Message non lupar Xavi » lun. 18 mai 2015, 16:43

dans la Genèse il est dit que Adam et Eve se sont sentis gênés face à leur nudité suite au péché d'Adam.
Suite à cela, toujours selon la Bible, l'homme et la femme ne pouvaient plus se voir sans éprouver une quelconque forme d'attirance physique (si le corps nous plait) ou de jugement (si le corps nous déplait)
la chute a fait que le regard de l'Homme sur l'Autre ou sur lui-même a changé, et de ce fait, il est devenu quasi-impossible de rester en nu à nu sans pécher, de quelque manière que ce soit
En effet, si le corps humain est sorti nu des mains de Dieu, de sorte que de ce point de vue la nudité, de soi, est bonne, il s'est passé entre temps un épisode nommé "péché originel", en conséquence de quoi l'humanité entière, même revigorée par le bain du baptême, reste soumise - hélas - à la triple concupiscence héritée d'Adam, en conséquence de quoi la nudité devient, par accident, un puissant vecteur de concupiscence. Nous voyons d'ailleurs dans le midrash du texte biblique, au livre de la Génèse, que c'est suite au péché d'Adam, donc suite à la concupiscence corollaire de ce péché originel, qu'Adam se vêt, pour couvrir sa nudité désormais honteuse parce qu'alimentant le désordre des appétits, désordre (concupiscence) qui procède du péché et qui mène au péché.
Attention de ne pas glisser d’un rejet du naturisme à une perception dévalorisante du corps et de la sexualité qui peut s’écarter de la révélation de la Genèse.

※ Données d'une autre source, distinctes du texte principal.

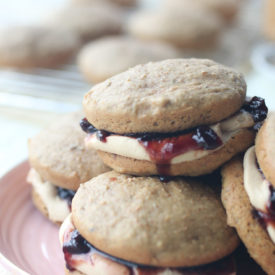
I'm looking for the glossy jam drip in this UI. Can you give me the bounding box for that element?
[138,126,222,176]
[267,184,275,217]
[80,117,98,134]
[96,130,111,142]
[63,230,91,271]
[57,187,75,208]
[63,229,235,275]
[80,118,222,176]
[242,96,268,122]
[192,126,222,150]
[138,133,201,176]
[252,170,275,229]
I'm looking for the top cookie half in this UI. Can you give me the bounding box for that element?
[83,59,246,133]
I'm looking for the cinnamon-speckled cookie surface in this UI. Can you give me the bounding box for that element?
[48,2,124,42]
[72,171,239,267]
[128,1,223,49]
[29,112,110,190]
[83,59,246,133]
[222,158,275,275]
[0,26,80,68]
[255,112,275,186]
[78,36,179,83]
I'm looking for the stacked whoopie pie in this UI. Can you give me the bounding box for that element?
[222,113,275,275]
[27,112,110,224]
[60,59,270,274]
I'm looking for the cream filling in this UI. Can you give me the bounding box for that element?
[85,111,255,164]
[59,214,188,275]
[27,168,70,222]
[244,146,275,243]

Il me semble que rien dans le récit de l’Ecriture ne permet de considérer que l’attirance physique aurait été modifiée du fait du péché originel ou qu’il serait devenu impossible de voir un nu sans pécher ou que la nudité alimenterait désormais un désordre des appétits par elle-même.

Hélas, après la rupture de la communion avec Dieu, tout désormais dans la création (la nudité comme le vêtement) peut alimenter le péché, parce que le péché n’est pas dans telle ou telle créature mais dans l’homme lui-même.

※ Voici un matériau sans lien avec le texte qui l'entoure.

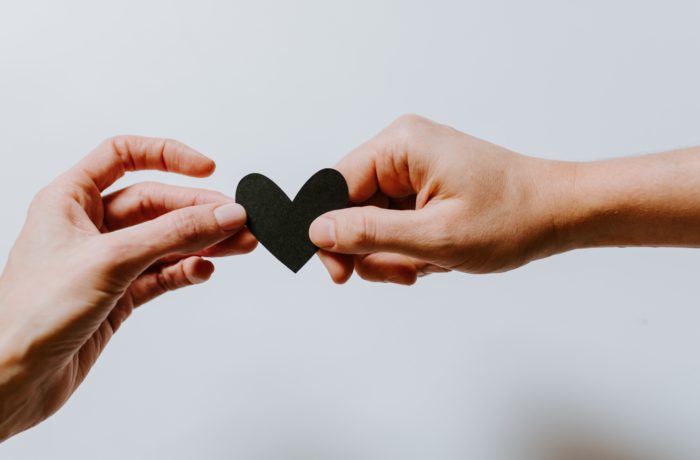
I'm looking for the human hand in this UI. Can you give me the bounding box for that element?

Il n’est certes plus possible de rester nu à nu sans pécher, comme l’écrit El Padrecito, mais, hélas, les vêtements ne mettent pas davantage les humains à l’abri du péché.

Le sujet est délicat, car un sentiment de pudeur peut freiner d’emblée toute méditation sur la nudité et on frôle des valeurs essentielles.

La question de la nudité est d’ailleurs très présente dans le récit de la Genèse sur les origines de l’humanité. Adam et Eve sont d’abord nus et sans honte avant le péché originel. Ils se rendent compte ensuite qu’ils sont nus, à cause du péché. Lorsque Dieu s’approche, ils se cachent parce qu’ils sont nus.

Le pape Jean-Paul II a consacré de multiples audiences des mercredis de 1979 et 1980 à examiner la signification de la nudité physique et de la honte avant et après le péché originel.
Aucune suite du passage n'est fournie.